Katie ignored his words. She hurried on. “And then in the water. Bartholomew, I told you, you had to have been there. She appeared slowly in the sea dust, as if she gained her image from the particles of plankton and microscopic debris… She formed right behind him, and she looked so, so sad, and she touched his shoulder and his cheek. I could have sworn that there were tears in her eyes.”
“In the water?” Bartholomew mocked.
“She looked sad, as if she was crying-yes, in the water! She wants me to know, even if she can’t tell me who did do it, that he didn’t.”
“That’s ridiculous. She was murdered. If she knows who did do it, she needs to tell you.”
“Maybe she doesn’t know. Her attacker might have struck from the back.”
“Then if she doesn’t know who did do it, how does she know that it wasn’t David Beckett?” Bartholomew demanded.
“She might have known where he was at the time of her death-and if he was nowhere near her, it couldn’t have been him.”
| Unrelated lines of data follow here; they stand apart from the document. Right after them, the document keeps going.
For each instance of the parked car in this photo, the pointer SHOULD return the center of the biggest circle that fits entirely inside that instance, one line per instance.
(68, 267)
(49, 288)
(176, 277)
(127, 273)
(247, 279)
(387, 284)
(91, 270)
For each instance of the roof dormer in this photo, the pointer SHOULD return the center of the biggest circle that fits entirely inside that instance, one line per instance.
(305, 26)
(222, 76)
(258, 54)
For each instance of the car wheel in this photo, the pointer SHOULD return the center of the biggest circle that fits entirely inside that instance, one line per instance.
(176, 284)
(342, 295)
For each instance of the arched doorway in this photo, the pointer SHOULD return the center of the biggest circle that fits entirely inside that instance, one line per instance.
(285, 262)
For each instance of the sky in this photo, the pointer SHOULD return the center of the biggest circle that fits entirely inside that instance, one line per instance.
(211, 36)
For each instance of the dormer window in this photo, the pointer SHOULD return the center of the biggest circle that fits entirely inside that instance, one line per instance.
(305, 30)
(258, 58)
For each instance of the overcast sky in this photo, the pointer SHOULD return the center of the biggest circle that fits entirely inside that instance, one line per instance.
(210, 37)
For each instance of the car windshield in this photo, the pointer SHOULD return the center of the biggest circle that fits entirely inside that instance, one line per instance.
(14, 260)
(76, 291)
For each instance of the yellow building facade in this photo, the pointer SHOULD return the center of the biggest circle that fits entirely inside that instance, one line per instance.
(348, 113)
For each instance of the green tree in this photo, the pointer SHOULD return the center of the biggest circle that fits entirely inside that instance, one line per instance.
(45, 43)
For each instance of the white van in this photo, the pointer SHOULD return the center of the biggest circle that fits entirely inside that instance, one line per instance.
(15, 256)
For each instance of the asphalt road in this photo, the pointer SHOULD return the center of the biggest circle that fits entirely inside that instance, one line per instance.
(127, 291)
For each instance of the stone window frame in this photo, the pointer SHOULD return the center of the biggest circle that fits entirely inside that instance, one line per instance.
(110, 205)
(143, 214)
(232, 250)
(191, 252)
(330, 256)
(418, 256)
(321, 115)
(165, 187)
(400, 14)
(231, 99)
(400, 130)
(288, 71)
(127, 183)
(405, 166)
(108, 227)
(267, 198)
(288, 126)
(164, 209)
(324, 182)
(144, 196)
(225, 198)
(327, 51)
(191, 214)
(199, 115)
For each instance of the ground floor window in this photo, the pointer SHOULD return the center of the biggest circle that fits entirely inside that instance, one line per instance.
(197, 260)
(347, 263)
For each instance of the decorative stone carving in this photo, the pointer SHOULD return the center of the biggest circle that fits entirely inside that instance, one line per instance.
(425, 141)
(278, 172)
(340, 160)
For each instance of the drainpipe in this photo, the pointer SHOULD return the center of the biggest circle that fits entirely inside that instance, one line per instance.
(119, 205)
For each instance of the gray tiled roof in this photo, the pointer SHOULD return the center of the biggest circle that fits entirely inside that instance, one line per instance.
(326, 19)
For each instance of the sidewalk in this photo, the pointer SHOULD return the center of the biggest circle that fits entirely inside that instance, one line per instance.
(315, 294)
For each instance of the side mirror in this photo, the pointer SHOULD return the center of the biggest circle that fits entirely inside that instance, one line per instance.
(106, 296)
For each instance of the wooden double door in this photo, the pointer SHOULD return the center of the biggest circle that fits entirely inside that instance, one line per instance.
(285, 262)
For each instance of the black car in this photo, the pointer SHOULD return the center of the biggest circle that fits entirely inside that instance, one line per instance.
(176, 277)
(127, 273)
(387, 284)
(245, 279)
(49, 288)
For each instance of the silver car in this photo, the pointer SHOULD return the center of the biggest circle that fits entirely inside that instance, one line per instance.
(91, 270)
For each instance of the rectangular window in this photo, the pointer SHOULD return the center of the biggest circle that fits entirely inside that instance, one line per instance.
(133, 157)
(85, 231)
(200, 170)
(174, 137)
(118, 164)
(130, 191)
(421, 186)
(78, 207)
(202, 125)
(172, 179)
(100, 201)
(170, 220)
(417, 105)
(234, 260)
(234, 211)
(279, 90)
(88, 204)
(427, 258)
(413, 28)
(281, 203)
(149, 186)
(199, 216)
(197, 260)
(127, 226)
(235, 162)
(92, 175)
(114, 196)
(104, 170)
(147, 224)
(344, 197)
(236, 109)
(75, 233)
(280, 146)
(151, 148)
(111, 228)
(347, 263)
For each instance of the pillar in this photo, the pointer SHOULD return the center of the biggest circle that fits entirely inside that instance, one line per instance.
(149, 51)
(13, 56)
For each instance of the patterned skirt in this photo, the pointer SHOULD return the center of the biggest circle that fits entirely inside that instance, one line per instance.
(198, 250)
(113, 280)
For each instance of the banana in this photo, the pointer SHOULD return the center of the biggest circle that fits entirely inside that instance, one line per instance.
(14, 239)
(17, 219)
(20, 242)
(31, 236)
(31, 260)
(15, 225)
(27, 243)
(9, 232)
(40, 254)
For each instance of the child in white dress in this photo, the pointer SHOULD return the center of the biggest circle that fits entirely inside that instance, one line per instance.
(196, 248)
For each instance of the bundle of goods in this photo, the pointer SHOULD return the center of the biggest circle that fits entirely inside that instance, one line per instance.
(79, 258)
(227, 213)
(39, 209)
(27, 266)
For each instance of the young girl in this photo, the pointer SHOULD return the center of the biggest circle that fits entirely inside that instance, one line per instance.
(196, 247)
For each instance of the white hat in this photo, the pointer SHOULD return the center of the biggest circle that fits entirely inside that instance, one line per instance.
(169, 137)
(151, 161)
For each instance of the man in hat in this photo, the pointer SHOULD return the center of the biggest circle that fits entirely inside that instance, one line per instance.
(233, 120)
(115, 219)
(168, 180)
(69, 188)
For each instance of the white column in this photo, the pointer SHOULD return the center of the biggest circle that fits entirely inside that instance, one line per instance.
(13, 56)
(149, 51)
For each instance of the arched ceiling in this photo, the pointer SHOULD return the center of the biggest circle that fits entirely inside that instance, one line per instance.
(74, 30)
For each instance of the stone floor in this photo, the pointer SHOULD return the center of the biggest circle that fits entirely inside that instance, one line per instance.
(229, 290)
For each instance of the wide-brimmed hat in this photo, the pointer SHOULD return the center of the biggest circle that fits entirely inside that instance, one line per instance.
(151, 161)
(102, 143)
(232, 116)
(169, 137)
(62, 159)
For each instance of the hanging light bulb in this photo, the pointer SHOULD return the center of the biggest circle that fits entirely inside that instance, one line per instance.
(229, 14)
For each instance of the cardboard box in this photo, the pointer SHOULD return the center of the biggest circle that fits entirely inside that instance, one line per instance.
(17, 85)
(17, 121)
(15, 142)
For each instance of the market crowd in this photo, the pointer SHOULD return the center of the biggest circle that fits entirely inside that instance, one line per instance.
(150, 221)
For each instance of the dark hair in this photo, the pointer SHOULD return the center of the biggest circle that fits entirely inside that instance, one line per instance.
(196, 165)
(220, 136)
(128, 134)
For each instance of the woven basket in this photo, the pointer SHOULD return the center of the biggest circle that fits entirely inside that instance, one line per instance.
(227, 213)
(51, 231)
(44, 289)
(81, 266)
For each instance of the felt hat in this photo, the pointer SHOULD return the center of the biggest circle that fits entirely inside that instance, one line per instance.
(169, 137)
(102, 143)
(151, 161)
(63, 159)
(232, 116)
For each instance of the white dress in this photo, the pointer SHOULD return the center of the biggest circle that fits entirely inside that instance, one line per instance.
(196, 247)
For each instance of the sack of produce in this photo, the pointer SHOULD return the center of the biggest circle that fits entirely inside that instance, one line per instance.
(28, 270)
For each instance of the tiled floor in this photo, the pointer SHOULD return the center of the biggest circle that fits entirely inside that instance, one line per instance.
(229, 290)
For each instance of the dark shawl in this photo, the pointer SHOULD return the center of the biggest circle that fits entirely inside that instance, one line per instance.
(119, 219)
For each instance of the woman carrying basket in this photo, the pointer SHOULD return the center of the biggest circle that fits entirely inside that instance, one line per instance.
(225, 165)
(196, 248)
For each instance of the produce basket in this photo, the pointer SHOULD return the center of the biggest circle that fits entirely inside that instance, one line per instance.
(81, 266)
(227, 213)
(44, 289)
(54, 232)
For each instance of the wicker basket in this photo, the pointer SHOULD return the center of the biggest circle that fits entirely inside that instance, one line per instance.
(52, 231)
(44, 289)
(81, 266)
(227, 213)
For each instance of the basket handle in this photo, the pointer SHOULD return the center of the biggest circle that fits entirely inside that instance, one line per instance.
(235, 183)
“Well, you do need to stop running about in a trance. He will think that you’re as daft as a loon!”
“I will. I have it under control. Now.”
“I certainly hope so,” he said. He looked at his pocket watch. “Time’s a-wasting, my dear.”
She spun on him and started up the stairs.
David washed down his equipment, rinsed himself off and headed back to the house for a real shower. After that, he went out to find Danny Zigler.
He was serving ice cream. He grinned at David. “Hey.”
“Hey.”
“Ice cream?”
“You know what, I’ll take a shake. Vanilla.”
“Cool.”
David paid him, adding a handsome tip.
“Hey, thanks, David, you don’t have to go overboard. I’m not a charity case, you know. I keep working.”
“Yeah, I see that. I was so surprised to see you at O’Hara’s last night. I thought you were doing the ghost tours. And, hell, the crowds on weekends are huge. Didn’t think you could take time off like that.”
“Yeah, I miss doing the weekend tours. Thing is, all the companies out there have hired on too many people. Most can work weekends, around their other jobs, you know? I can work weeknights, and to be honest, I don’t like an overcrowded tour. I like to be able to tell the stories good, you know? And when there are too many people, half of ’em don’t hear you, and when you repeat all kinds of stuff, you lose the whole effect,” Danny said.
“I know what you mean. Too many in a group, and you just don’t get the effect,” David agreed. “Well, thanks. See ya, Danny. Oh-you working at O’Hara’s tonight?”
“I start at ten there. I am taking out an eight-o’clock tour tonight.”